My friend Mel McGinnis was talking. At least I was pretty sure he was talking, because his lips were moving, but I couldn’t hear a thing he was saying.

“Mel,” I said. “Mel, you’re muted.”

“He’s such a shithead,” Terri said. She was in a different room in the same house as Mel. They were on different computers. They were always on different computers, because otherwise they had to sit right next to each other on the couch to fit on the screen, and Mel was a big man and didn’t like other people in his space like that. “Mel!” Terri shouted. She was upstairs, I guess, sitting on her bed it looked like. Mel was downstairs. “Mel! You’re muted!”

Mel’s mouth said “What?” but no sound came out.

“Shithead,” Terri said again. She picked up the tall glass from her nightstand and took a long swallow.

“I swear to God,” Mel said, and now we could all hear him loud and clear. “I swear to God.”

Laura was sitting next to me on the couch. We’d only been together for a few years and so we were okay being in each other’s space like that, our thighs pressed together so that we were on the same screen.
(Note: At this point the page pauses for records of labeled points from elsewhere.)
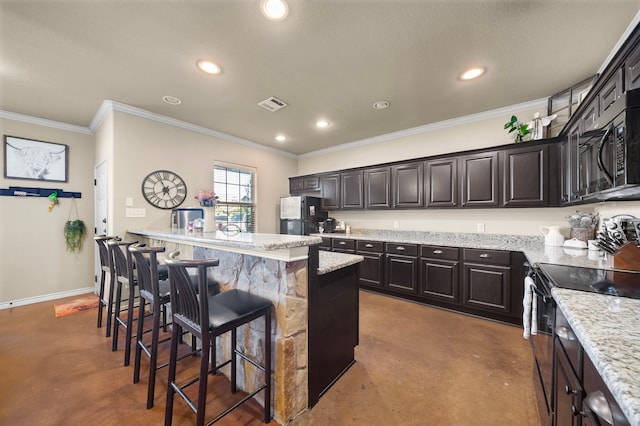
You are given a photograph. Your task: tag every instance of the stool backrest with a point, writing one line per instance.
(146, 264)
(122, 261)
(187, 309)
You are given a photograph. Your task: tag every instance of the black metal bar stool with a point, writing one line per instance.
(106, 267)
(206, 318)
(124, 277)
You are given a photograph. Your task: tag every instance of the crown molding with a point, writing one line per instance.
(509, 110)
(108, 106)
(44, 122)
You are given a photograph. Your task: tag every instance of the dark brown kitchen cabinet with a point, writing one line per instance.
(372, 267)
(632, 70)
(480, 179)
(441, 181)
(486, 280)
(407, 184)
(330, 191)
(352, 190)
(401, 266)
(377, 188)
(526, 176)
(439, 271)
(610, 92)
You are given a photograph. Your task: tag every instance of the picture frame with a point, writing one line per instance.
(31, 159)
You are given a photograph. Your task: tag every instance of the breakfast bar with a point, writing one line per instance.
(303, 285)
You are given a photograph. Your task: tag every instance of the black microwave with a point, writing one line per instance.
(609, 155)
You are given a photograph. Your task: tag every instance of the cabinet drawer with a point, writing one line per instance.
(343, 244)
(401, 248)
(370, 246)
(494, 257)
(437, 252)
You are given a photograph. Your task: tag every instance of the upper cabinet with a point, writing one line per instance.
(407, 181)
(479, 179)
(526, 176)
(441, 181)
(377, 188)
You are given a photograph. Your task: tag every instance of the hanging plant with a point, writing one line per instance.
(75, 230)
(74, 233)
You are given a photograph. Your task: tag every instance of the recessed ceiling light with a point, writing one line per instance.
(275, 10)
(381, 105)
(472, 73)
(172, 100)
(208, 67)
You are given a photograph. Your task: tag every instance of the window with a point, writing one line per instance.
(235, 188)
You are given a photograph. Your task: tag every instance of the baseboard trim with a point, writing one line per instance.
(45, 298)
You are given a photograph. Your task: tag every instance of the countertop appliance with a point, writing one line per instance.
(181, 217)
(300, 215)
(609, 154)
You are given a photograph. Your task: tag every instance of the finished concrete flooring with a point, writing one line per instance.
(415, 365)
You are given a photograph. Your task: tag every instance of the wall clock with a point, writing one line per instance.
(164, 189)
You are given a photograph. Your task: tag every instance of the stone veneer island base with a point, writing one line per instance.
(315, 299)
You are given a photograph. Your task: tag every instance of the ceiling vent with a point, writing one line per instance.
(273, 104)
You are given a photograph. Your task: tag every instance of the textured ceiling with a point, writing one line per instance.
(329, 59)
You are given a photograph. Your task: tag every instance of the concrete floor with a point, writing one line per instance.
(415, 365)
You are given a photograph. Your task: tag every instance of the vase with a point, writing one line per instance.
(209, 219)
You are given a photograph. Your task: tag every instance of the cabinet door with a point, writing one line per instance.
(487, 287)
(351, 194)
(479, 175)
(407, 180)
(525, 179)
(632, 70)
(402, 273)
(439, 280)
(377, 188)
(371, 269)
(441, 181)
(330, 191)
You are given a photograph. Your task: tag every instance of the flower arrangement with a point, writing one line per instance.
(206, 198)
(521, 129)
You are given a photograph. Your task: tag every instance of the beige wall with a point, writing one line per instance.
(33, 257)
(478, 131)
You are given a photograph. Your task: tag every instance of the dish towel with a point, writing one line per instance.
(530, 309)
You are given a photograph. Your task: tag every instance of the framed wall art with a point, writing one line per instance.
(35, 160)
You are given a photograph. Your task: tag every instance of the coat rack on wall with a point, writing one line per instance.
(20, 191)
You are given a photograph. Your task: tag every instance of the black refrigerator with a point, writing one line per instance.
(300, 215)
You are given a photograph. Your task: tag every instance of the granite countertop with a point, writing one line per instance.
(608, 327)
(532, 246)
(242, 240)
(330, 261)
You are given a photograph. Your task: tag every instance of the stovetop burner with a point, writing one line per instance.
(603, 281)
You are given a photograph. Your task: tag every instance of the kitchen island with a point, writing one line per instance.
(305, 288)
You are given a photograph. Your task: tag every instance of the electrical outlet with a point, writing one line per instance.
(141, 212)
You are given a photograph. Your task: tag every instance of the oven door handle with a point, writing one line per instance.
(601, 166)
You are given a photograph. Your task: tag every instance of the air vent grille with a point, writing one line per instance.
(273, 104)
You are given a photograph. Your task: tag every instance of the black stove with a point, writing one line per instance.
(603, 281)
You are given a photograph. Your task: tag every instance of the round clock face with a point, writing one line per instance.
(164, 189)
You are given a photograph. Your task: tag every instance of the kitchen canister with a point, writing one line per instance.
(552, 235)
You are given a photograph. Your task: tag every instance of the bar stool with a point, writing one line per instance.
(121, 257)
(206, 318)
(155, 292)
(106, 267)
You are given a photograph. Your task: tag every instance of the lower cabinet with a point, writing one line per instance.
(401, 265)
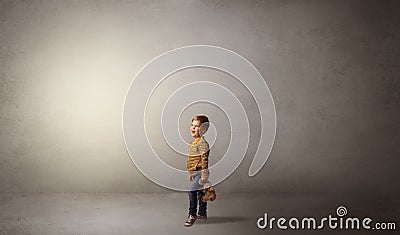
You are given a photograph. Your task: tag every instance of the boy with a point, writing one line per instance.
(197, 166)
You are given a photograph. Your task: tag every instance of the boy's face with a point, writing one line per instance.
(195, 129)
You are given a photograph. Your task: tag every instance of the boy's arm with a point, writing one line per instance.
(204, 150)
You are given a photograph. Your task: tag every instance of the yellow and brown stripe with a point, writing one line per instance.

“I swear to God I’m losing my mind,” Mel said. “I do telehealth all day long so you think I’d know how to work this thing by now.”

“Not all day,” Terri said. “Not even half the day.”

“It seems like all day,” Mel said. Mel was a cardiologist. “You ever thought you’d have to get an old guy to imitate his own heartbeat because you can’t use your stethoscope through the goddamn internet? Ba-boom, ba-boom, ba-boom, that’s all I hear all day long, people ba-boom, ba-booming. Sometimes it’s ba-boom… ba-boom… ba-boom. Sometimes it’s ba-boom-ba-boom-ba-boom. Yesterday I had one guy go baboombaboombaboombaboom and I told him to call 911.”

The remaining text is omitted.